Never content to keep the status quo when it comes to his products, Christian’s mind is always a blend of new ideas and thoughts. A smell, a flavour, a new dish he might eat somewhere, all provide inspiration. These thoughts are taken to his kitchen where testing and experimentation is a frequent practice.
The profiterole shaped KA (Kouign-Amann)is a perfect example. Originally from the Breton (Brittany) region of France, this buttery, sugary item is not something you'll find easily in Australia.
As a small business, they face the usual challenges of trying to manage costs, and keep their product affordable for their customer, whilst always maintaining quality. “Christian is a perfectionist”, muses Virginie, and I can see this in the way in which he talks about the production process. “I can tell if a croissant is perfect by holding it in my hand”, he says.
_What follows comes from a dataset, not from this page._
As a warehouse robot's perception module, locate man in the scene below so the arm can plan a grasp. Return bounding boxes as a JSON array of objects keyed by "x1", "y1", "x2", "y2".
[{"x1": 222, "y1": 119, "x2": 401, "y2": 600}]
They are also starting to dip their toes into catering and wholesale, although the size of their team and their limited time means this will ultimately be a longer-term strategy. Those locations that they do supply to is done with careful consideration, ensuring that their brand and quality of their product is not diminished through outsourcing.
The trends in the market, the preferences of his customers and his never-ending quest for perfection and innovation will continue to inform and influence Christian’s creativity. Will it be a Kouign-Amann filled with custard? Will he create an entirely new line that we haven’t seen the likes of before? Having been in business for only two years, Gold Layers has carved out its name as one of the best French bakeries in Brisbane.
Personally, I think it could be the best. It has become a destination for me when I want authentic French croissants, pastries and bread. Hopefully, the locals in Kangaroo Point, proud that this gem is in their neighbourhood won't mind.